Sunday, July 13, 2014
1. Allow times of uncertainty to provide instruction of how God speaks to you.
For me, it has been the times of spiritual thirst and nourishment, not the times of plenty, that I have come to better terms with how revelation works. When we do not know what job we should accept, what city to move to, whether a romantic relationship is right, or anything else that weighs heavily on our mind, our prayers will likely have more supplication. Our scripture study will be more meaningful. We will be much more attuned to obtaining the whisperings of the Holy Ghost. And in those times, we can acquire a much deeper understanding of how divine revelation works for us.
2. Uncertainty provides a way to be a more powerful agent of our choices
God is molding us to be active agents, not passive people. He has equipped us with the divine gift of reasoning and the Holy Ghost to make decisions for ourselves. We may not have all of the knowledge we need to make a significant choice. But more often than not, we will have enough. It is the uncertain, not the obvious decisions, that we will truly be molded into becoming beings of a more mature, spiritual understanding.
3. Answers to the life decisions we seek will eventually come.
While I do not have the complete answers to all of the life decisions I am seeking, I have a clearer picture of where I am going than I did several months ago. The plan is unfolding--at a more glacial pace than I would like it to be--but it is moving. If the answers I am seeking are of urgent importance, then they will come to me.

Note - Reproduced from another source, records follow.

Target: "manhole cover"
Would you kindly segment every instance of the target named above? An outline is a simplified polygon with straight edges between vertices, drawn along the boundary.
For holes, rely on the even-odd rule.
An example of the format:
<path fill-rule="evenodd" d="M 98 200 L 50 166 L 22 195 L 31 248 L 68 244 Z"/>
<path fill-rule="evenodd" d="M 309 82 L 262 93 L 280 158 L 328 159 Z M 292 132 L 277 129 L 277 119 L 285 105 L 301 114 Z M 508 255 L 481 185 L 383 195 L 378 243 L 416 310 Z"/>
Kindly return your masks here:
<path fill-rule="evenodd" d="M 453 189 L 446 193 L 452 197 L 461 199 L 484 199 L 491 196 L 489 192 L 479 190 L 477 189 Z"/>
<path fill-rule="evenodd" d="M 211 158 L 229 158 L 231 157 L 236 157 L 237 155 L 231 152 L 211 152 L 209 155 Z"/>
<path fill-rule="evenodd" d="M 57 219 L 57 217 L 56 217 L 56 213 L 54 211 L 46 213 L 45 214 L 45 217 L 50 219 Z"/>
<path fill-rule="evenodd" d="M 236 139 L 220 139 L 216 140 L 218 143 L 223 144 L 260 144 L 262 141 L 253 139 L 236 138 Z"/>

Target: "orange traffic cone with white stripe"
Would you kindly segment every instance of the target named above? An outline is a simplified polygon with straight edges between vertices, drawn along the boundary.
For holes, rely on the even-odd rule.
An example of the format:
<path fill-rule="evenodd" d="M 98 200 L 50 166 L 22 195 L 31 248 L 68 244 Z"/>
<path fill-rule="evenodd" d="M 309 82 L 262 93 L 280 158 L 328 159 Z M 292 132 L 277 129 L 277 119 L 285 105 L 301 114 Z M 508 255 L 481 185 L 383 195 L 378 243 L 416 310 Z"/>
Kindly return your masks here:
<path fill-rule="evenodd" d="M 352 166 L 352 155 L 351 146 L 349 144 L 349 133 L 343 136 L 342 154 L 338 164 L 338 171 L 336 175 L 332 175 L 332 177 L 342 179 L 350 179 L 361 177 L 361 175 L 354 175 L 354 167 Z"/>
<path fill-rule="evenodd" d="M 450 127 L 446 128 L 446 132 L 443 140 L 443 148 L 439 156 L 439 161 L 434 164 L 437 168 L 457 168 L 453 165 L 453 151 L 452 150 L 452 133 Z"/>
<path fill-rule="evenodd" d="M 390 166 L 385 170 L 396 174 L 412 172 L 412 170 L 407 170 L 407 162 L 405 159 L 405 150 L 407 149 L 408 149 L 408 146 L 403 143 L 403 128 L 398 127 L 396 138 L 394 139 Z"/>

4. If we are living our lives the way we should, we won't go down the incorrect path.
Going to church, reading scriptures, and praying daily are more than simply good patterns of living: they are paramount for ensuring the Holy Ghost's active role in our lives. With the Holy Ghost's presence, we can have faith that we will enjoy the blessings of guidance and protection.
5. Times of precarious uncertainty may be the necessary catalyst for revelation.
Maybe we should rethink adversity as a period where God is preparing us for a significant, revelatory experience. Could Joseph Smith, Moses, Abraham, and many other prophets have been prepared for their divine experiences, without the trials they encountered first?